Since the death of its founder in 1996, it has been under the direction of Gisela Dahlem-Christ (artistic director). Until 2007, Wolfgang Kaus was the artistic director. Since 2010, the "Tatort" director Sylvia Hoffman was the artistic director of the theatre.

Five to six plays were staged annually. About 80,000 visitors came to the approximately 250 performances. In 2011, the Volkstheater celebrated its 40th anniversary. By then, a good 10,000 performances had been staged and over 3.5 million visitors had come to the Volkstheater.

Since the 1970s, the Volkstheater has played in the Cantatesaal next to the Goethe House in Großer Hirschgraben. In summer, open-air plays were held in the courtyard of the Dominican Monastery from 1975 to 2007. Until the New Frankfurt Old Town, numerous plays were also performed outdoors in the Imperial Palace Franconofurd in front of the Frankfurt Cathedral, for example the Urfaust and Der hessische Jedermann. In addition, there were numerous guest performances in Hesse as well as several guest performance tours to Israel.

For the 2009/2010 season, it was planned to give Michael Quast the artistic direction of the Volkstheater. However, he cancelled because "after careful examination of the economic situation of the theatre and its organisational structure" it turned out "that both are ailing." As a result, Quast founded the Fliegende Volksbühne Frankfurt.

At a press conference on 20 April 2012, it was announced that the Volkstheater would close at the end of the 2012/13 season, as the theatre building would be demolished and a move with new facilities would not be financially viable. The last curtain with the play La Cage aux Folles fell on 25 May 2013.

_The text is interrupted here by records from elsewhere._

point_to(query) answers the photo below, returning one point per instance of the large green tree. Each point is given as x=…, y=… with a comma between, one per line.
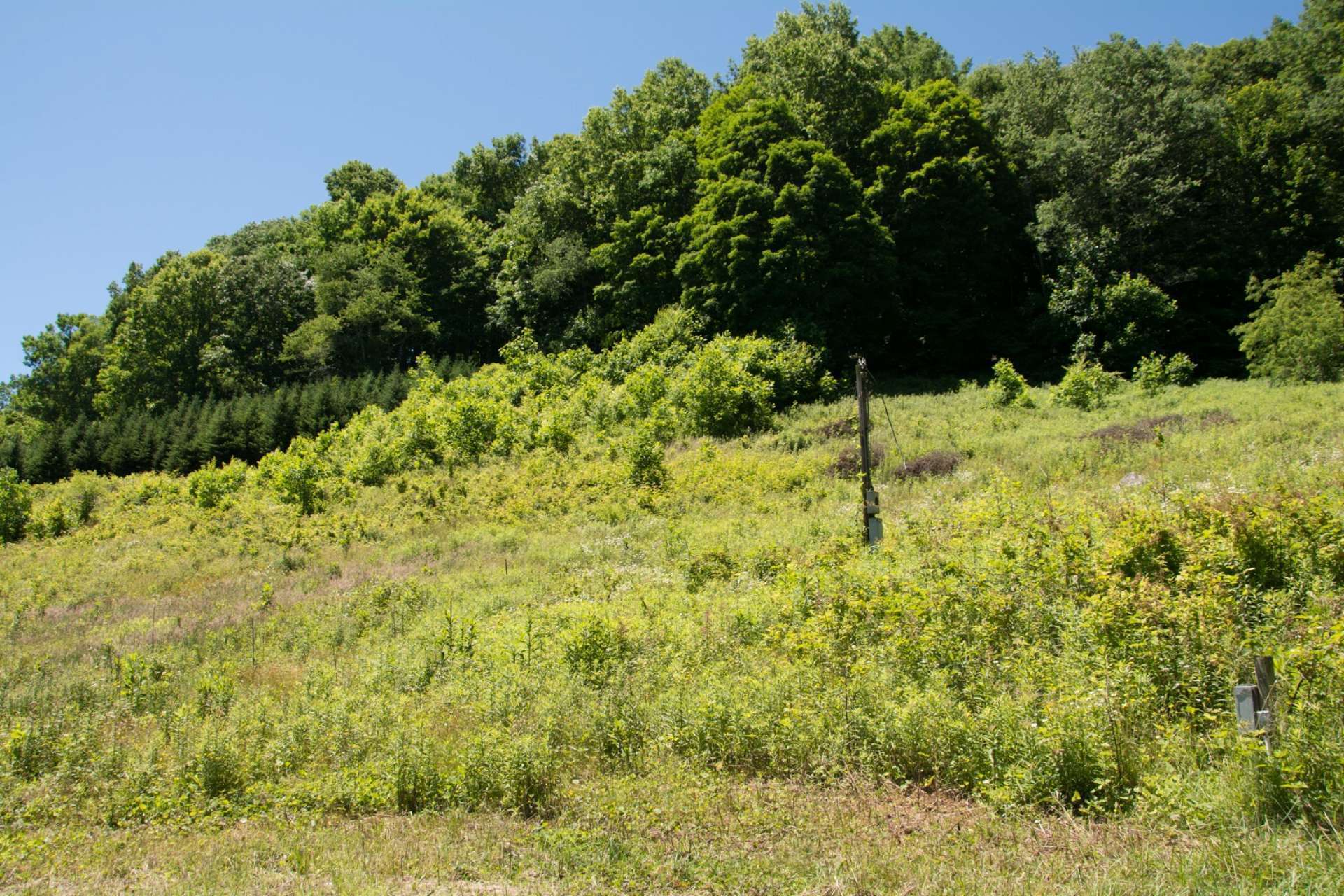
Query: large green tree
x=781, y=234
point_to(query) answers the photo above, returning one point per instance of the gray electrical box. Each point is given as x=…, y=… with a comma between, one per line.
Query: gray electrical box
x=1247, y=711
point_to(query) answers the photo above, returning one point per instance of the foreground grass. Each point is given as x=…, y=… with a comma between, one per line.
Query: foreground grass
x=683, y=832
x=533, y=676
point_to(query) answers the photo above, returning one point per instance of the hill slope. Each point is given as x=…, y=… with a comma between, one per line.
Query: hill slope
x=536, y=672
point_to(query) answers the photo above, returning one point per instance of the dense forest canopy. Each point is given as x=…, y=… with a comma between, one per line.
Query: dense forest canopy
x=863, y=192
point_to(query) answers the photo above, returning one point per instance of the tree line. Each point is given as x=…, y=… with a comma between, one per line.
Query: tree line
x=864, y=192
x=198, y=430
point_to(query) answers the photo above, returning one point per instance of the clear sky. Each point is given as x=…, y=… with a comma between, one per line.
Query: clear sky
x=132, y=128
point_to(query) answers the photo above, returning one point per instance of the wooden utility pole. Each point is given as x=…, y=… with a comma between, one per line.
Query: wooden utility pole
x=872, y=522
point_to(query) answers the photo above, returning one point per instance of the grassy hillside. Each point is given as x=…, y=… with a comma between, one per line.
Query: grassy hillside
x=601, y=664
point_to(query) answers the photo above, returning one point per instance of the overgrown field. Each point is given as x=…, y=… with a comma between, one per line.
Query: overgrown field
x=620, y=650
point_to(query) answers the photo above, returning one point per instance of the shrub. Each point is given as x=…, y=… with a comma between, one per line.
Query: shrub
x=1008, y=387
x=1156, y=372
x=720, y=397
x=1085, y=386
x=300, y=476
x=930, y=464
x=1297, y=332
x=52, y=520
x=644, y=457
x=15, y=505
x=211, y=485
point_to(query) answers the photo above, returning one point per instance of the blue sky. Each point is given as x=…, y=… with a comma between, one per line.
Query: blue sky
x=134, y=128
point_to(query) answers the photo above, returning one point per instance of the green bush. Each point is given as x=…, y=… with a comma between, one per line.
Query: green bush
x=211, y=485
x=1296, y=335
x=15, y=505
x=720, y=397
x=1008, y=387
x=1156, y=372
x=300, y=476
x=1085, y=386
x=644, y=457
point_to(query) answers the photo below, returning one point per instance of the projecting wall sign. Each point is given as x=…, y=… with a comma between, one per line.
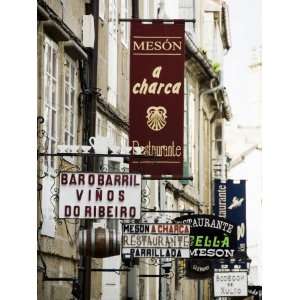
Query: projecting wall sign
x=230, y=284
x=156, y=240
x=100, y=195
x=211, y=237
x=199, y=268
x=230, y=203
x=156, y=96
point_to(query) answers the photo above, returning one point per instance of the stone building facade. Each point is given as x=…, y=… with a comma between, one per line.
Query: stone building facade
x=65, y=40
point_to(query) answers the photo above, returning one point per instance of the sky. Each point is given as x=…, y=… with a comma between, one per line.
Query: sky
x=245, y=27
x=242, y=86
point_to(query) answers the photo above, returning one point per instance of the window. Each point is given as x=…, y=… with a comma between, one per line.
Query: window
x=112, y=53
x=50, y=97
x=50, y=94
x=70, y=75
x=102, y=9
x=187, y=11
x=146, y=10
x=186, y=133
x=125, y=25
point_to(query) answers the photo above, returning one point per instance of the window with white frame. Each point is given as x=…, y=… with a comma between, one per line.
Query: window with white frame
x=146, y=10
x=50, y=96
x=102, y=9
x=70, y=74
x=125, y=25
x=187, y=11
x=112, y=82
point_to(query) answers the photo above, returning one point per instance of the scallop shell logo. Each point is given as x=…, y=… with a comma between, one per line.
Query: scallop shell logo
x=156, y=117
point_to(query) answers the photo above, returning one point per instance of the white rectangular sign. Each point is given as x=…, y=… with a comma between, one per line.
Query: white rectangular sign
x=230, y=284
x=100, y=195
x=156, y=240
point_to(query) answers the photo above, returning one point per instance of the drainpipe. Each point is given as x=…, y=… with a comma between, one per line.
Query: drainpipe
x=202, y=95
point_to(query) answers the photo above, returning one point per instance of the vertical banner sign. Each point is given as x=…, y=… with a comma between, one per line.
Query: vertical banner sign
x=230, y=203
x=156, y=96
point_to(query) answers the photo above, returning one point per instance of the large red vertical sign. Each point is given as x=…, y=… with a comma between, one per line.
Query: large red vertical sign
x=156, y=97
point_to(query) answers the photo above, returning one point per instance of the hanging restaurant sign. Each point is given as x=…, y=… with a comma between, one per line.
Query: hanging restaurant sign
x=210, y=237
x=156, y=240
x=100, y=195
x=255, y=291
x=230, y=203
x=199, y=268
x=230, y=284
x=156, y=96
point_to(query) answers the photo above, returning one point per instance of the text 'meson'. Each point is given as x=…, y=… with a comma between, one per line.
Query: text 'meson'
x=100, y=195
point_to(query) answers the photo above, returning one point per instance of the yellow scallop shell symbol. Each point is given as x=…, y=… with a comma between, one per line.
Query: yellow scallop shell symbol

On 24 February 2013, 17 employees of the Volkstheater Frankfurt founded the Volkstheater Hessen association in the Cantatesaal in order to continue the aims and purpose of the Frankfurt Volkstheater even without a permanent venue and subsidies. The new association campaigned for the preservation of the Cantate Hall and collected signatures to this end.

In 2013, the city of Frankfurt decided to restore the Cantatesaal as part of the construction of the Deutsches Romantik-Museum. Since the beginning of 2020, it has served as the venue for the Fliegenden Volksbühne.